Earlier this year, an investigation undertaken by the Office of the Information Commissioner (OAIC) found that the Pound Road Medical Centre did not take reasonable steps to destroy or permanently de-identify personal information when it stored patient health records in a garden shed during renovations. The shed was subsequently broken into and the sensitive data was compromised, the majority of which was at least 11 years old and related to approximately 960 people who ceased to be active patients.

All Australian Privacy Principle (APP) entities, which are defined as an ‘agency’ or ‘organisation’, must take reasonable steps to destroy or de-identify the personal information it holds once the personal information is no longer needed.

Are you confident that your organisation understands what constitutes total data destruction and what circumstances dictate the need for de-identification?

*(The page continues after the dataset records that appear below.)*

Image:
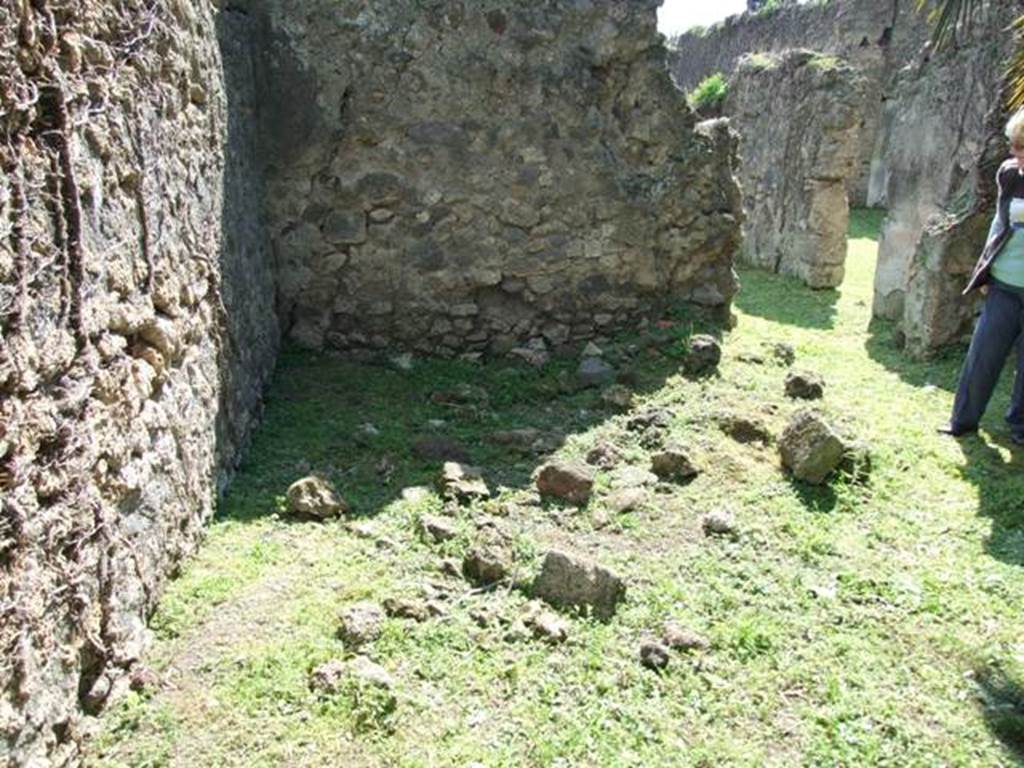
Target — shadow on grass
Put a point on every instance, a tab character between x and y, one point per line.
783	299
1000	493
1001	701
884	347
819	499
373	430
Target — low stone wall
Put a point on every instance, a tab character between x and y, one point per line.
797	115
481	175
129	374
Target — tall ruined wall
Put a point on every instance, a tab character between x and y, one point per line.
469	176
137	329
942	143
797	116
878	37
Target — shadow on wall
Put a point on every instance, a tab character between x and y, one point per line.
251	339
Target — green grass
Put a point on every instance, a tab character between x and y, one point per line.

Unfortunately, the definition of ‘reasonable steps’ is not black and white but I will endeavour to explain at a topline level in this article. Reasonable steps will depend on a variety of factors, including the amount and sensitivity of the personal information. More rigorous steps may be required as the quantity of personal information increases or if the information is particularly sensitive.

As we increasingly work on a mix of mobile devices, any single employee could conceivably create multiple copies. Key consideration must also be given to the multiple copies that could exist across the business, in archive or held on back-ups.

The Information Commissioner has provided guidelines under the Australian Privacy Principle 11 (APP 11). Essentially, personal information is ‘destroyed’ when it can no longer be retrieved. However, the steps that are reasonable for an organisation to take to destroy information will depend on whether the information is held in hard copy or electronic form.

In hard copy, disposal through garbage or recycling collection would not ordinarily constitute as taking reasonable steps to destroy the personal information, unless the personal information had already been destroyed through a process such as pulping, burning, pulverising, disintegrating or shredding. This example is most relevant to the issue of confidential waste collected by third party suppliers and contracts for services should provide for immediate shredding in order to ensure data is ‘destroyed’ in an environmental manner.

In electronic form, reasonable steps will vary depending on the kind of hardware used to store the personal information. In some cases, it may be possible to ‘sanitise’ the hardware to completely remove stored personal information. For hardware that cannot be sanitised, reasonable steps must be taken to destroy the personal information in another way, such as by irretrievably destroying it. 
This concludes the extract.